El presidente de Colombia, Gustavo Petro, ordenó este jueves el regreso inmediato de su embajadora en Quito, María Antonia Velasco, y anunció que su gabinete sesionará en la frontera, tras la decisión de Ecuador de elevar los aranceles a productos colombianos hasta el 100% desde el 1 de mayo.
Los compromisos contra el narcotráfico los hice desde que inicié mi vida de lucha por la justicia social en Colombia. Yo no nací en casa de grandes bananeros o banqueros. Nací dentro del pueblo trabajador que no es narcotraficante ni lavador de dólares. Vive de su trabajo y de su… https://t.co/PP188CwQat
— Gustavo Petro (@petrogustavo) April 10, 2026
La medida colombiana se produce como reacción directa al incremento arancelario dispuesto por el Gobierno de Daniel Noboa, que previamente había fijado un 30% y luego lo elevó progresivamente. Ecuador justificó la decisión señalando falta de acciones contundentes de Colombia frente al crimen organizado en la zona limítrofe.
Desde Quito, Noboa sostuvo que no es posible avanzar en acuerdos comerciales sin un compromiso equivalente en la lucha contra el narcotráfico. También dejó en duda la continuidad del diálogo bilateral bajo las actuales condiciones.

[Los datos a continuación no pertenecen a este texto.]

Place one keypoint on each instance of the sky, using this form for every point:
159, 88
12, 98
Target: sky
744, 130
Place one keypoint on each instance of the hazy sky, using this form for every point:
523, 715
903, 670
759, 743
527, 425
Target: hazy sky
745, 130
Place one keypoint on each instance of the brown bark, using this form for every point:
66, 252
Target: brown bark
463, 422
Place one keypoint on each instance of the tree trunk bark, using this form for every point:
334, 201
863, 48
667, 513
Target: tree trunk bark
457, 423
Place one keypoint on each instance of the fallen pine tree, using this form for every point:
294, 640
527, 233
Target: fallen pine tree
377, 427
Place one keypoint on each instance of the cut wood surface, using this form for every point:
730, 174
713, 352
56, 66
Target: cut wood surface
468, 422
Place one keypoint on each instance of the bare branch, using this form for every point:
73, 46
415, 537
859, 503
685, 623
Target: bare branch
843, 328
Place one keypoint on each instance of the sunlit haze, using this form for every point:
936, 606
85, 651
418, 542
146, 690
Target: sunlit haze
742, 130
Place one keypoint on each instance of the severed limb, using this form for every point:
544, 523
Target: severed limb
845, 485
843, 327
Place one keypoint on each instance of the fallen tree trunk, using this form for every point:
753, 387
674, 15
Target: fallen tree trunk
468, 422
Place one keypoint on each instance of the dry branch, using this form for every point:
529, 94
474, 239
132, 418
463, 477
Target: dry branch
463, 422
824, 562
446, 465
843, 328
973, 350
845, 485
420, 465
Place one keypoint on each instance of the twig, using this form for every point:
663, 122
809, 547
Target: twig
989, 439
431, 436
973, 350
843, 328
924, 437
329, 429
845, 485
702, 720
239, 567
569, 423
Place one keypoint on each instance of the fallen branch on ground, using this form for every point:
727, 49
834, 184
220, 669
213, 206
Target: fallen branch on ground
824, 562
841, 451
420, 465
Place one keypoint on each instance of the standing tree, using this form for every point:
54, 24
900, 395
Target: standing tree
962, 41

Petro rechazó estas afirmaciones y defendió la gestión de su país. Aseguró que Colombia ha logrado cifras históricas en incautación de droga y recordó el impacto del narcotráfico en su territorio, con más de 200.000 víctimas mortales y miles de policías fallecidos en operativos.
La tensión no se limita al ámbito comercial. Días antes, el mandatario colombiano calificó al exvicepresidente Jorge Glas como “preso político”, lo que llevó a Ecuador a llamar a consultas a su embajador en Bogotá por considerar la declaración una injerencia.
En paralelo, la canciller ecuatoriana, Gabriela Sommerfeld, confirmó la suspensión de las mesas técnicas que buscaban una salida al conflicto arancelario, al señalar que no existen condiciones para un diálogo efectivo.
El intercambio comercial entre ambos países, que ha bordeado los 2.800 millones de dólares en los últimos años, queda ahora en riesgo. Ecuador mantiene un déficit cercano a los 900 millones en esta relación.
A este escenario se suma un incidente reciente en la frontera, tras el hallazgo de una bomba en territorio colombiano. Aunque inicialmente se atribuyó a un ataque ecuatoriano, una investigación conjunta determinó que el artefacto habría cruzado accidentalmente la línea limítrofe.
Con estos antecedentes, la relación bilateral entra en una fase de alta tensión, marcada por medidas comerciales, cruces políticos y desacuerdos en materia de seguridad.